Chances are that by now you’ve heard the big news—Amazon has purchased Whole Foods for a whopping $13.7 billion dollars. Yes… BILLION.
The deal itself was unexpected. An online retailer purchasing a grocery store chain? We definitely didn’t see that coming. But, even more unexpected is what this massive business deal taught us about our own industry—insurance.
No industry is safe from disruption
The most important lesson we learned from the Amazon/Whole Foods deal is that no industry is safe from disruption.
What is disruption, you ask? As Andy Rachleff defined it in an article for TechCrunch.com: disruption is shaking up an existing industry by introducing “a simpler, cheaper or more convenient alternative to an existing product.”
Take mobile phones, for example. There was a time, not too long ago, when nearly every businessperson owned a Blackberry. At the time, these phones were new and innovative with calendaring capabilities, full QWERTY keyboards for easy email sending, phone to phone instant messaging (remember BBM?) and more. They were the best of the best.
But, as time went on, the Blackberry went basically unchanged. It failed to introduce new, game-changing features. So, when Apple entered the mobile phone game with their shiny new, buttonless iPhone, Blackberry had no chance.
Some might say that the same may be occurring with Amazon’s acquisition of Whole Foods. Our society has been shopping for groceries the same way for years. Just when we thought it was the only way to do it… Amazon steps in and shakes things up. Soon, we’ll likely see more doorstep grocery deliveries, and even stores sans-checkout lines.

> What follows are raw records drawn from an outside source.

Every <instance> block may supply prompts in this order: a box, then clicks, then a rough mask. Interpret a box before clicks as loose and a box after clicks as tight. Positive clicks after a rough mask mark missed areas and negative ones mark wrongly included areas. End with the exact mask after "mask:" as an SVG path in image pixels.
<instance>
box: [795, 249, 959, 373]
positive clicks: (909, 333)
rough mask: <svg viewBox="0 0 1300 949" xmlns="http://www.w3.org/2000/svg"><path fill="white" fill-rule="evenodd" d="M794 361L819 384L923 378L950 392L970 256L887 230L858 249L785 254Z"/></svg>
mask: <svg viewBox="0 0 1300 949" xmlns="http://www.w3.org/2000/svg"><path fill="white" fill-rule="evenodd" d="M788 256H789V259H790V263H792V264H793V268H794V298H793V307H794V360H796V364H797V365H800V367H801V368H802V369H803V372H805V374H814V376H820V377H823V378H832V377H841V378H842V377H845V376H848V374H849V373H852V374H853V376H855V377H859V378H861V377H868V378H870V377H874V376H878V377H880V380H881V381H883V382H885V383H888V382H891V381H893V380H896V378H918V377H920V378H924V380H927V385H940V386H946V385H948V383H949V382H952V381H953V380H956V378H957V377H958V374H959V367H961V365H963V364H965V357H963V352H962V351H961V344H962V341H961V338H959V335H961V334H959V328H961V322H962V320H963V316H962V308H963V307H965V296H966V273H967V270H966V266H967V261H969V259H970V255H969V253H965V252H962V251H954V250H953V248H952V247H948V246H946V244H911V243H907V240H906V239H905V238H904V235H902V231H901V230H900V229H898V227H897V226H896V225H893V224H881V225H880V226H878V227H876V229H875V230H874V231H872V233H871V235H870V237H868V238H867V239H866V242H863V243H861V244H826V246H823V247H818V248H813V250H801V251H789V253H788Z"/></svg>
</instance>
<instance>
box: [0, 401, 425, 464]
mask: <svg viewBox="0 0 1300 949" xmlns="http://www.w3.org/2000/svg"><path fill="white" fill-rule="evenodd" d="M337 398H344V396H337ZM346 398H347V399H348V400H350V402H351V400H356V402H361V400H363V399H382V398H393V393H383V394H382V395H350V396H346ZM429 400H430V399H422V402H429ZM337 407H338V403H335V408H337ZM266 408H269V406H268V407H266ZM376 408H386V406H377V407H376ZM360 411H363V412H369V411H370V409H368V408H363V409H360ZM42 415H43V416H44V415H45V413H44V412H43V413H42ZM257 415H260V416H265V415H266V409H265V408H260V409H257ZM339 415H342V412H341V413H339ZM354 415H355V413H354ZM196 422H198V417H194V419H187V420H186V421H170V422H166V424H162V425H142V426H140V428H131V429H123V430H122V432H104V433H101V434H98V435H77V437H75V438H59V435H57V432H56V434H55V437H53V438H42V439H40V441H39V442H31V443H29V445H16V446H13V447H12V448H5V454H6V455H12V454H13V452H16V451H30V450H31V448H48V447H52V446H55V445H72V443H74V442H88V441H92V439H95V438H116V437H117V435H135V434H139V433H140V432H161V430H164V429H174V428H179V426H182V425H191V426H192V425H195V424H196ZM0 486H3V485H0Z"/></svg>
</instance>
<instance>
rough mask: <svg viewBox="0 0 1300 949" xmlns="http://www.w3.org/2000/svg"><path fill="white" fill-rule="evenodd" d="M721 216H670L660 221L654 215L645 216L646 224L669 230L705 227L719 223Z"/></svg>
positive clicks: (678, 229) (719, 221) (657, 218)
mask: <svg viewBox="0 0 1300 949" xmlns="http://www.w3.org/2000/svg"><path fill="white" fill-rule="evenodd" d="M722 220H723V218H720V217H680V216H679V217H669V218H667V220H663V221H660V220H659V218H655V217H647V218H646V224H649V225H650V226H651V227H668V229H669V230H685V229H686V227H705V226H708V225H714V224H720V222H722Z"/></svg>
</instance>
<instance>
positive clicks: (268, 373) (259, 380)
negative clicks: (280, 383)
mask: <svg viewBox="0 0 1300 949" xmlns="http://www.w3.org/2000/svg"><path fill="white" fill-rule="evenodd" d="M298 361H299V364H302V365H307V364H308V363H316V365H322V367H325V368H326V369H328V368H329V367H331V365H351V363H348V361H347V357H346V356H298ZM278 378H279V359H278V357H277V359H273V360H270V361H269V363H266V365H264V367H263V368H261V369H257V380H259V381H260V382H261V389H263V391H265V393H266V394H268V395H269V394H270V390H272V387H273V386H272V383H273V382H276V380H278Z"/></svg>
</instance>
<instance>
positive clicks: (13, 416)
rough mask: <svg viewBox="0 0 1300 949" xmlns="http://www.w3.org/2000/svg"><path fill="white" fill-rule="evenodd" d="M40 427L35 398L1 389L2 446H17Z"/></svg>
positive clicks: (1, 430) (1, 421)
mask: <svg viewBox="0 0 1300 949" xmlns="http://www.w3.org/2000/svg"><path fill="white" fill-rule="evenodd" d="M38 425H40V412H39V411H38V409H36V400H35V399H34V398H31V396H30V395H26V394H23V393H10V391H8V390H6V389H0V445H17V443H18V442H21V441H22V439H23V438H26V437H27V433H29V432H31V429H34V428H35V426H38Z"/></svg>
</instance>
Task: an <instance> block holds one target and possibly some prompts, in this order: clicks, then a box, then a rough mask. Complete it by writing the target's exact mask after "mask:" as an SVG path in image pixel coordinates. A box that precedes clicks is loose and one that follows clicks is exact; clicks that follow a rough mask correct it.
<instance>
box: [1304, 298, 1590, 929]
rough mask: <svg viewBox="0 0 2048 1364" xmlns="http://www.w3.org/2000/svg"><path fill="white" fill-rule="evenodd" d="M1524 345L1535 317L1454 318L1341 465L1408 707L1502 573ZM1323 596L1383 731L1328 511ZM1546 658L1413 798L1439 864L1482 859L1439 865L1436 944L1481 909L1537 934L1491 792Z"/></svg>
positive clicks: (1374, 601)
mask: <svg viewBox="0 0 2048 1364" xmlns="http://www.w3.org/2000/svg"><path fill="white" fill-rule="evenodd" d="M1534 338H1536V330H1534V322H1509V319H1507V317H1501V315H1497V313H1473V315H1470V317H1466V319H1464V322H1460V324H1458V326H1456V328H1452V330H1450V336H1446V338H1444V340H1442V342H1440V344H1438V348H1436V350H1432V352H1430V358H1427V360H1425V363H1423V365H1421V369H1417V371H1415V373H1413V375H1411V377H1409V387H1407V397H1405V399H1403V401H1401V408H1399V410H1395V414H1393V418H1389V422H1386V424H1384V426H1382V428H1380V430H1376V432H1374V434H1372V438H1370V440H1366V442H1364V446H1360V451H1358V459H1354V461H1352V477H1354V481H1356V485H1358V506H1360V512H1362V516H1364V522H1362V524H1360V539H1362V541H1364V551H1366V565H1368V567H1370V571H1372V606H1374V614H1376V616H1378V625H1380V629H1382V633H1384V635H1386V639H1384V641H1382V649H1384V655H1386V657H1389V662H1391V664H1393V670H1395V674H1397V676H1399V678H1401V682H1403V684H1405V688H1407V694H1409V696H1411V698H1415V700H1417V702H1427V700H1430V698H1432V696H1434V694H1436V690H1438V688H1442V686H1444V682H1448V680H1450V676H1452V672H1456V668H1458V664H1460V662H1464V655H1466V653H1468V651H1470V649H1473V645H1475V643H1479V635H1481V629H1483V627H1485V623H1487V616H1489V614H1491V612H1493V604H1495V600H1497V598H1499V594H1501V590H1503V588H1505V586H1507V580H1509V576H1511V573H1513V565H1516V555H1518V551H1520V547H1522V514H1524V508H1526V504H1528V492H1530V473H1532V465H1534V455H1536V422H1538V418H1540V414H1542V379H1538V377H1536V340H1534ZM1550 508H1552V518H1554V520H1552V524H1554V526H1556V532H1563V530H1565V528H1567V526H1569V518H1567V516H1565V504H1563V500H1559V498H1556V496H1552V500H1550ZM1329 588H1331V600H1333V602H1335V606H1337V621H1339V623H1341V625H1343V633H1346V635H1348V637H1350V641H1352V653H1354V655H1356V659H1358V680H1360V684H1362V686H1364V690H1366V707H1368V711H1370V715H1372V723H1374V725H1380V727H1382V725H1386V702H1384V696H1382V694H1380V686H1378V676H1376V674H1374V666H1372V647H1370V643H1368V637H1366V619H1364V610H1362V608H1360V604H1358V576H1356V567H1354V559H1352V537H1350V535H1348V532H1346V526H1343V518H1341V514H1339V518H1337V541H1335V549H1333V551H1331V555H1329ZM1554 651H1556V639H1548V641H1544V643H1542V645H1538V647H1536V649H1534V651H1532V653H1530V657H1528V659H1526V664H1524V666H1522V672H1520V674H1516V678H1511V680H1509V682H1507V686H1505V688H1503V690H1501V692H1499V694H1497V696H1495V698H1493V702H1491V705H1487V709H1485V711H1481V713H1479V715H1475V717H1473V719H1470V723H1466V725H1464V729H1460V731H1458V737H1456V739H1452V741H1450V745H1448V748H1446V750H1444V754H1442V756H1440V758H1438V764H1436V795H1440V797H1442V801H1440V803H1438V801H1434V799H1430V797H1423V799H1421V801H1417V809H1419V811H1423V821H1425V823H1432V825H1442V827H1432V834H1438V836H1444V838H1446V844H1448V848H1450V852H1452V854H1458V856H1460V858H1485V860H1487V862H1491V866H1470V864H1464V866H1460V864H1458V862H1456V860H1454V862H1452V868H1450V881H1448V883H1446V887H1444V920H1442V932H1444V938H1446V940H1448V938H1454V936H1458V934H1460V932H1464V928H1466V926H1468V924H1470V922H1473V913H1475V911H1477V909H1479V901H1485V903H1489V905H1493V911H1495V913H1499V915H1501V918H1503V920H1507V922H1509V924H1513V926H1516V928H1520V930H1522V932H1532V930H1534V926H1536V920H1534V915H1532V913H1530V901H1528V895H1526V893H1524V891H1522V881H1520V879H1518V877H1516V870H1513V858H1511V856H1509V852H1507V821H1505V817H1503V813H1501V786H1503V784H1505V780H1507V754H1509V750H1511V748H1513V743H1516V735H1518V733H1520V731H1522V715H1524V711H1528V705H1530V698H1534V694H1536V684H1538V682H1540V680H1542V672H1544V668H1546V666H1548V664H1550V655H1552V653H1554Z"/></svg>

It’s time to disrupt the insurance industry
What do Blackberry and Whole Foods have to do with the insurance industry? Simple. Much like the mobile phone industry and the grocery industry, insurance is ripe for disruption.
For decades, insurance agencies have been running things the same way (think: paper forms and outdated websites). But, one day—sooner rather than later—the old-school way of doing things just won’t be enough.
So, what can your agency do to get ahead of the curve and start disrupting the industry? We have a few ideas…
Be aware of insuretech trends, and be open to changes
This one is pretty simple. Agencies should stay informed about the changes occurring within the industry. Read insurance publications, research the latest insuretech happenings, attend conferences, etc.
And don’t just learn about it—be open to it. Try out that interesting new tool you’ve been hearing about. Most tools are fairly low cost, and many even offer free trial periods. What do you have to lose?
Offer convenience to your clients
Let’s revisit that definition of disruption that we referred to earlier. There are a few words that stand out: simpler and more convenient.
In this day in age, convenience and simplicity are essential. Clients are looking to obtain information in the quickest, most seamless way possible. So, tools like integrated online forms or live chat (both of which are included within the ActiveAgency platform) can make a world of difference.
Maintain the personal touch
When we’re discussing the topic of tech, this might seem a bit counterproductive. How can you move into the digital age, while also keeping the personal touch? Rest assured… it’s possible.
For example, an agent might obtain a list of potential leads through a modern tool like LinkedIn. But that doesn’t mean the entire sales process should be handled digitally. Instead, consider finding mutual connections and then reaching out to obtain an introduction via phone or in person.
The combination of modern tools and the personal touch can truly set an agency apart.
Insurance has remained unchanged—some might even argue outdated—for many years. The Amazon/Whole Foods deal was just another reminder that it’s only a matter of time before the insurance industry is disrupted.
However, all of it starts with thinking differently. It’s a brave new world. Be brave and embrace it!